A critical quality control consideration, both in the design and data quality assessment for ChIP-seq experiments, is to understand the sequencing depth required to obtain a high-quality dataset. Adequate sequencing depth depends on the target factors, size of the genome, as well as the number and size of the binding sites of the protein [9]. Useful guidelines have been provided by the modENCODE and ENCODE consortia about the required read depth to obtain adequate high-quality data for downstream analysis [10–12]. Despite the recommendations, sequencing libraries can be of low-quality due to technical problems, displaying weak or no enrichment compared to input or negative control. In that case, increased sequencing will not add to the quality of the dataset and it will be necessary to repeat the experiment.
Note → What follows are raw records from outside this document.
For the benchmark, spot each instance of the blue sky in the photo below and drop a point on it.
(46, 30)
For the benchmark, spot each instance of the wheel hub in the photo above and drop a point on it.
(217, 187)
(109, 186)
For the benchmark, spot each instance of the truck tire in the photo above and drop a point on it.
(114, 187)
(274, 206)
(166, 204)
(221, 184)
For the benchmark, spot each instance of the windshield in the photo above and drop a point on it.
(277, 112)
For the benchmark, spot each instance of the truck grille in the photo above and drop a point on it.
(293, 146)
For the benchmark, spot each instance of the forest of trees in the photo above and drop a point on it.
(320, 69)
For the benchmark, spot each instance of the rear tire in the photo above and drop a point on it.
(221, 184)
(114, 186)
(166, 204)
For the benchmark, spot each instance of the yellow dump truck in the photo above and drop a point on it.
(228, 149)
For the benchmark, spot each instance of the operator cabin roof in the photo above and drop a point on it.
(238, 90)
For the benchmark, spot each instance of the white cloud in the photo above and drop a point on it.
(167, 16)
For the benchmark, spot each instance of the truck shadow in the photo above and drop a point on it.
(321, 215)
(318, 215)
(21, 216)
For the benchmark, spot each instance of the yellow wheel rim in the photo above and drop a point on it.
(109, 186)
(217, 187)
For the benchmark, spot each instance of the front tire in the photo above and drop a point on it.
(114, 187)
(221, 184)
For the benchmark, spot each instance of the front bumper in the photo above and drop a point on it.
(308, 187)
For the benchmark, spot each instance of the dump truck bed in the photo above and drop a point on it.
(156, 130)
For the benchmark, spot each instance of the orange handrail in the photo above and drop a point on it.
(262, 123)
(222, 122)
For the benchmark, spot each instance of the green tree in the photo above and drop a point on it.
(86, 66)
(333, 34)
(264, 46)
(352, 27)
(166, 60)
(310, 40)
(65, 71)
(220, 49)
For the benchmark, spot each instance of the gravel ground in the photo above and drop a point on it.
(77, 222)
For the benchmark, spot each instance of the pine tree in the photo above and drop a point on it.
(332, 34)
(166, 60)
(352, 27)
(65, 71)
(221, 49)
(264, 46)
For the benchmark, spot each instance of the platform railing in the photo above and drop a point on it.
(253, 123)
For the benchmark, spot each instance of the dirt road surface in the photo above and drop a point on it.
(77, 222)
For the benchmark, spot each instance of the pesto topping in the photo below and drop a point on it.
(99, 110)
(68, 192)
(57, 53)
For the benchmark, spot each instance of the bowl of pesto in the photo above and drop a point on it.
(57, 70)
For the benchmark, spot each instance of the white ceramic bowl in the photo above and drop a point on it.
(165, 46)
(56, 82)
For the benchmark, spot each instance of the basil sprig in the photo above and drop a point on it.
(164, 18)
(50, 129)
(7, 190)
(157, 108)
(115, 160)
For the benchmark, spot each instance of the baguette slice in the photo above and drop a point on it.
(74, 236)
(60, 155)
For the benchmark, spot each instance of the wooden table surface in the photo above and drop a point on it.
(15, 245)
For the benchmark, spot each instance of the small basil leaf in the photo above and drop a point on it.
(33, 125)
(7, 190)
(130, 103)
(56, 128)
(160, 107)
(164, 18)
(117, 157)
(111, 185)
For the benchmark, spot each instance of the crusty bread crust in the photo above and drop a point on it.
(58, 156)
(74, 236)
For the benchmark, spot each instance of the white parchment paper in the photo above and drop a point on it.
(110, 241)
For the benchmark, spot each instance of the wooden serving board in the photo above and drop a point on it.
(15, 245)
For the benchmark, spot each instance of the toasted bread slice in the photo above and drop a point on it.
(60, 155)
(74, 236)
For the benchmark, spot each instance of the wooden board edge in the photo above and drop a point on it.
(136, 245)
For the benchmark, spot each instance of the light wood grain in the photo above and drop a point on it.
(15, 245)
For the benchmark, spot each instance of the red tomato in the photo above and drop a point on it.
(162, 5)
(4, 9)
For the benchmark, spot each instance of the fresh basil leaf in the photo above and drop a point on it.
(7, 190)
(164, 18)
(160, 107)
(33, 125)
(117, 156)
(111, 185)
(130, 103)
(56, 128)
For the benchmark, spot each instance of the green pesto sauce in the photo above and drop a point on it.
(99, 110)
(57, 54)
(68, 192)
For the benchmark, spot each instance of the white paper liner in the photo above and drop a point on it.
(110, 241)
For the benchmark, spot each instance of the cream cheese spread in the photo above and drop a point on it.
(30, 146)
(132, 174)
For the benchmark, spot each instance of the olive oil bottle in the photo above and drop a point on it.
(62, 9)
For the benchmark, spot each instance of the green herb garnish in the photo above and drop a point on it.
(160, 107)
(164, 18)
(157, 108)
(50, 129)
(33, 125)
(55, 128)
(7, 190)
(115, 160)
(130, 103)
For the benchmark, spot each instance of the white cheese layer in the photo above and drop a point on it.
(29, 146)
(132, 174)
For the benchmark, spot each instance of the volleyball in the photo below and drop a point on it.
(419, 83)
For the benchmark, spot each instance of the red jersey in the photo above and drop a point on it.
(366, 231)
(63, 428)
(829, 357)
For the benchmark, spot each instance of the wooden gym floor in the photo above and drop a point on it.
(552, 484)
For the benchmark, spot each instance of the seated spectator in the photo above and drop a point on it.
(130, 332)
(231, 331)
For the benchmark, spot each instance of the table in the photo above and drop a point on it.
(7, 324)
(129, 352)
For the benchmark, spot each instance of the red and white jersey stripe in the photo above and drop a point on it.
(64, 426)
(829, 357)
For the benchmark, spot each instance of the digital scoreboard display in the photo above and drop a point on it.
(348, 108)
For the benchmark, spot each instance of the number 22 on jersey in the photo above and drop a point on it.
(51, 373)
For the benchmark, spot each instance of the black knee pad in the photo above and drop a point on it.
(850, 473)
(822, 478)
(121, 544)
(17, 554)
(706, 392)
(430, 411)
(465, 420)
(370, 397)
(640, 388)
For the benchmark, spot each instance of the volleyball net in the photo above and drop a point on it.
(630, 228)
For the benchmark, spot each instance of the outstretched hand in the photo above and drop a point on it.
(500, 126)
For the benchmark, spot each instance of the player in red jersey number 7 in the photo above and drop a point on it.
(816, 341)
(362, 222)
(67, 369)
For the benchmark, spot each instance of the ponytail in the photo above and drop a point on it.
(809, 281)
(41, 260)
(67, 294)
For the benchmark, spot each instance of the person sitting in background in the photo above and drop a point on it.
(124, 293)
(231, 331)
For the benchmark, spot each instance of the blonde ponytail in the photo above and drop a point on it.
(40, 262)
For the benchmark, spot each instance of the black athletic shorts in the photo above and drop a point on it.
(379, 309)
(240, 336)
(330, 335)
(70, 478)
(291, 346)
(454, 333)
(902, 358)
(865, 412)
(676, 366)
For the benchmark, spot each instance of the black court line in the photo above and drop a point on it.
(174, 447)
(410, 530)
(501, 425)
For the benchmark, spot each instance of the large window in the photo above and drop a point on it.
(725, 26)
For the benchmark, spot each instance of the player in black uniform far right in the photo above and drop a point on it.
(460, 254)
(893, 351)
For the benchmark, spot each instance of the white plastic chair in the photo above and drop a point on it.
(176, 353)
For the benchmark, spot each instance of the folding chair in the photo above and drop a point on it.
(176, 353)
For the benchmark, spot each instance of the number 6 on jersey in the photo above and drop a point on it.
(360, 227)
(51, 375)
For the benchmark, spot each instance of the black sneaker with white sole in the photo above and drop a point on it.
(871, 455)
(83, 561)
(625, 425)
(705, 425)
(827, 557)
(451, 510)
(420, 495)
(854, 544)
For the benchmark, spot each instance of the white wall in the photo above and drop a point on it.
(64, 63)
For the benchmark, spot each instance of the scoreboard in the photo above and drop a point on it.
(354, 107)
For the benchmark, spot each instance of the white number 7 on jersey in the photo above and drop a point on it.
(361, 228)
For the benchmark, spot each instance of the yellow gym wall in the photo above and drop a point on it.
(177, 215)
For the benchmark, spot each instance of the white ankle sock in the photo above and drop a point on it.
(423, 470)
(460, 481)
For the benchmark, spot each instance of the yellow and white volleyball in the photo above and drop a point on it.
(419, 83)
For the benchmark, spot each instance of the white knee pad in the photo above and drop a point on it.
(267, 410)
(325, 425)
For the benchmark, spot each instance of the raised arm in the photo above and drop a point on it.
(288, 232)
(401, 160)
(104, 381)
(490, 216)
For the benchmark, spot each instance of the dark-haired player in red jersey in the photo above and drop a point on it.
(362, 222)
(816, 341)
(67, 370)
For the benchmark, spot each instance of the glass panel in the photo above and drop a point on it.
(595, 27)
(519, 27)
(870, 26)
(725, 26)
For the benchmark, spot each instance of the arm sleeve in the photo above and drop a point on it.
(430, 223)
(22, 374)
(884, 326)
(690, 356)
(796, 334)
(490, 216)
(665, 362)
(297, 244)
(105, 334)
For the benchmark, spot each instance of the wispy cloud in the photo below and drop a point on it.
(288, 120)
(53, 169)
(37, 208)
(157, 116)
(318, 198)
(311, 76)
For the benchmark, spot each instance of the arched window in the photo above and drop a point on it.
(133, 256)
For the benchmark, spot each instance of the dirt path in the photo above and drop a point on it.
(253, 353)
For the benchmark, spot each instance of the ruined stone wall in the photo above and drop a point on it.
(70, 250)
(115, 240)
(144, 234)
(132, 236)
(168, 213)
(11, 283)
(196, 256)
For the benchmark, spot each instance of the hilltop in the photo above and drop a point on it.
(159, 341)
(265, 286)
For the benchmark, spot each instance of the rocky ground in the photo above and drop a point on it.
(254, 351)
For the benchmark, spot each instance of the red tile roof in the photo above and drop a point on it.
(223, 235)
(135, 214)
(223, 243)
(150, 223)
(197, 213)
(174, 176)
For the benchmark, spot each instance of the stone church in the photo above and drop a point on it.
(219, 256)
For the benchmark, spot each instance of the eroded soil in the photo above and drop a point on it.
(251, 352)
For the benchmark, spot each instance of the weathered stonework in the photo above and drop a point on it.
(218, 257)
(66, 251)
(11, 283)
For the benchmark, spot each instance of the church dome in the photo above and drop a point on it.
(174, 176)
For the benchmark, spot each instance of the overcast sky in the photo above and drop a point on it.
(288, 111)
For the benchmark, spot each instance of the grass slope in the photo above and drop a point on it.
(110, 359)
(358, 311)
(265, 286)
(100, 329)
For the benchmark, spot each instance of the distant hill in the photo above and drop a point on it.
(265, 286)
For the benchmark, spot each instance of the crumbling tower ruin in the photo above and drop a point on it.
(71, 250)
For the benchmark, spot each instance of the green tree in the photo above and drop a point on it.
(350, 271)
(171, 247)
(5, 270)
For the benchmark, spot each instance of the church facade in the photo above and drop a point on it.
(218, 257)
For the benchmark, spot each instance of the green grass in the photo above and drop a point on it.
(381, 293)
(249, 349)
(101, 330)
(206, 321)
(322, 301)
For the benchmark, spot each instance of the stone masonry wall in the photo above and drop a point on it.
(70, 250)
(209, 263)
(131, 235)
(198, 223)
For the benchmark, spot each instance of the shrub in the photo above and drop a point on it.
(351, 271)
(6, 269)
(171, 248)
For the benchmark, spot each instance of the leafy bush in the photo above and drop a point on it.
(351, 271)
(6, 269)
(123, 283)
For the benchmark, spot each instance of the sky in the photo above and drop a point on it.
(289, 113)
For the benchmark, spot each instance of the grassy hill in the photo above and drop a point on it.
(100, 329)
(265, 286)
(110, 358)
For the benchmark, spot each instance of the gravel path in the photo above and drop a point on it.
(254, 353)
Therefore, the development of effective, easy-to-use tools for informing decisions on whether further sequencing with increased read depth would improve data quality would be broadly beneficial to the field.

Here, we introduce Peaksat, a new tool developed to evaluate read requirements and peak saturation in ChIP-seq experiments. Peaksat can be applied more generally for estimating target read depths for other sequence-enrichment studies, including Cut&Run and ATAC-seq. Peaksat is an open-source R package with minimal dependencies. Here, the usability of Peaksat is demonstrated with a case study that investigates the distinctive read depth requirements for ChIP-seq analysis of two closely related histone H4 acetylation PTMs across different human breast cancer cell lines.

Materials & Methods

Cell Culture & ChIP-seq

Cell lines were cultured as described previously in [13]. The human breast cancer cell line MCF10A [14] was purchased from the ATCC, and the cell lines MCF10AT1 [15], MCF10CA1a [16] and MCF10DCIS [17] are a gift from Jeff Nickerson's lab. ChIP-seq assays for histone H4 H4K5ac and H4K8ac were performed as described by O'Green et al. [18]. Biological replicates for ChIP-seq experiments were generated for each cell line from different cell passages. The correspondent cells without the addition of antibodies (input libraries) were used as the ChIP controls. Each library was sequenced across two separate lanes of 75bp single end Illumina sequencing. Since histone H4 acetylation modifications aren't well characterized, we performed the initial sequencing with an arbitrary depth of 10-15M reads. We then further sequenced these samples with re-pooled libraries to reach the read depth estimated by peaksat required to reach peak saturation. Data quality was assessed using the seqsetvis [19] and ssvQC R package (version 1.0.6) [20] using 1,000 peaks randomly selected from the merger of all peak calls per histone modification in terms of replicate overlap and FRIP (fraction of reads in peaks, [10]).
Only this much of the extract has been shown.